Spatial encoding scale is a critical yet underexplored design choice: prior works default to channel-level encoding, while BaRISTA demonstrates that atlas parcel-level encoding is superior.
"Intermediate granularity outperforms finest granularity": although channel-level encoding carries the most information, its cross-patient inconsistency leads to poor generalization, whereas atlas parcels balance precision and generalizability.

Limitations & Future Work¶

Relies solely on anatomical parcellation; functional brain region encoding is not explored.
Only spatial masking is evaluated; joint spatiotemporal masking is not tested.
Experiments are conducted at a single sampling rate (2048 Hz).
The dilated CNN temporal tokenizer may not be optimal.

vs. PopT: PopT employs channel-level encoding; BaRISTA demonstrates that parcel-level encoding is superior (+6.7%).
vs.
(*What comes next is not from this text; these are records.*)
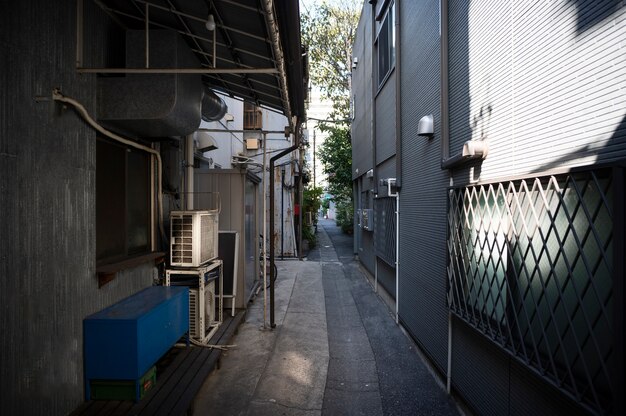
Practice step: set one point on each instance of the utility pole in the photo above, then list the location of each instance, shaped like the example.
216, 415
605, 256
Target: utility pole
314, 180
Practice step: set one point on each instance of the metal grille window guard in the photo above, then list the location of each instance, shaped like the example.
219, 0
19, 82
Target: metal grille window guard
385, 229
530, 265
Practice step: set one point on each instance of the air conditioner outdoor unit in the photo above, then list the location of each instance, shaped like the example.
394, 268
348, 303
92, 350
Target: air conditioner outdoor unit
193, 237
252, 144
201, 311
367, 219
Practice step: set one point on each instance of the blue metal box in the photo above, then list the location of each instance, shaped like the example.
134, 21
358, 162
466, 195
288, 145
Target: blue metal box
123, 341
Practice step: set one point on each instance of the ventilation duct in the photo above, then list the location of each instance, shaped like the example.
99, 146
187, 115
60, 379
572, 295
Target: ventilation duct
153, 105
213, 107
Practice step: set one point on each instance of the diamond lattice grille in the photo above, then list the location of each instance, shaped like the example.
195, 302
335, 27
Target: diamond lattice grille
530, 266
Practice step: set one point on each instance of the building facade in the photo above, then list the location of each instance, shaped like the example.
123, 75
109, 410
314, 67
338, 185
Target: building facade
488, 151
80, 210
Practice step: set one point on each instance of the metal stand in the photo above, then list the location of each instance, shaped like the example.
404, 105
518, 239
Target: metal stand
197, 311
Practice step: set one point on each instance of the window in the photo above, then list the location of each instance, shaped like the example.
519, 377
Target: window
252, 117
123, 202
386, 45
530, 266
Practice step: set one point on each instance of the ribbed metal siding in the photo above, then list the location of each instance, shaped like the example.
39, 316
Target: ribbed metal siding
362, 158
422, 266
541, 81
47, 210
386, 120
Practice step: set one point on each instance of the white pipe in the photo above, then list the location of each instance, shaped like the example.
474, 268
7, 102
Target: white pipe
392, 182
58, 96
270, 19
189, 171
264, 250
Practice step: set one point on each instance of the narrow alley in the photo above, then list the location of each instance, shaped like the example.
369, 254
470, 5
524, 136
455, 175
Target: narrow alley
336, 349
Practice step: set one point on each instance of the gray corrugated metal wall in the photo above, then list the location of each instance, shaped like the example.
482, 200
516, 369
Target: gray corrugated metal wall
362, 158
386, 120
48, 282
422, 306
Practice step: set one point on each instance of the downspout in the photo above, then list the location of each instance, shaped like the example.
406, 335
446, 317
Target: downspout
58, 96
272, 192
279, 57
445, 143
373, 125
264, 244
282, 213
189, 171
300, 201
398, 99
392, 182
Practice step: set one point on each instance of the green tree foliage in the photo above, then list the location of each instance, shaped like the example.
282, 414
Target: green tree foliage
328, 30
336, 156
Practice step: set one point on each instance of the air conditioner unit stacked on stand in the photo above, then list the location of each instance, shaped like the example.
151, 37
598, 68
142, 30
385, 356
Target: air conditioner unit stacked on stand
194, 263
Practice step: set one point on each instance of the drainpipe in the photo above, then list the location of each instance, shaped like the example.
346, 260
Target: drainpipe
272, 191
264, 245
272, 24
445, 142
392, 182
189, 171
398, 99
282, 213
58, 96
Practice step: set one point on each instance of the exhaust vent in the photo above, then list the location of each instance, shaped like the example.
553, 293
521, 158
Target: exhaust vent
153, 105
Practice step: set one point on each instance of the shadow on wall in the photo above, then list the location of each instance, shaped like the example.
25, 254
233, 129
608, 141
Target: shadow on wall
602, 154
601, 10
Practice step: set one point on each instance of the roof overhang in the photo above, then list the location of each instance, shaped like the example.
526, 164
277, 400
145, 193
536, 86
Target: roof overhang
254, 53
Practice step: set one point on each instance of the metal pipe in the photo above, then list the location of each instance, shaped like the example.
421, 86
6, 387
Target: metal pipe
300, 200
147, 30
282, 213
270, 20
398, 51
189, 171
58, 96
79, 33
264, 247
392, 182
214, 48
445, 117
272, 277
177, 70
449, 375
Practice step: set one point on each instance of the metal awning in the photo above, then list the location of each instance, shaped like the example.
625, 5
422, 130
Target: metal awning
256, 55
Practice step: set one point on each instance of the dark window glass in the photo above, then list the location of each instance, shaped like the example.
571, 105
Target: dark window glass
386, 45
123, 209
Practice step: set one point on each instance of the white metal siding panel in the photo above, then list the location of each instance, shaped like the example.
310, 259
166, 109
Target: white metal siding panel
554, 84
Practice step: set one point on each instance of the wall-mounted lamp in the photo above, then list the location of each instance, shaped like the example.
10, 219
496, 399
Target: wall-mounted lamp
210, 23
425, 127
Brant: Brant uses region-level encoding but provides no systematic ablation; BaRISTA offers a comprehensive analysis.

Rating¶

Novelty: ⭐⭐⭐⭐ — Systematic ablation of spatial encoding scales is conducted for the first time.
Experimental Thoroughness: ⭐⭐⭐⭐⭐ — Three scales × multiple masking strategies × ANOVA + cross-subject + data scaling.
Writing Quality: ⭐⭐⭐⭐ — Rigorous experimental design.
Value: ⭐⭐⭐⭐ — Provides critical guidance for iEEG foundation model design.
The hierarchical spatial structure of neural signals calls for multi-scale modeling—coarse and fine granularities are complementary.
Larger spatial scales (lobe-level) improve decoding performance; pretraining substantially benefits low-data regimes.
The core contribution lies in the simplicity and effectiveness of the design rationale.
Experimental results thoroughly validate the central hypothesis.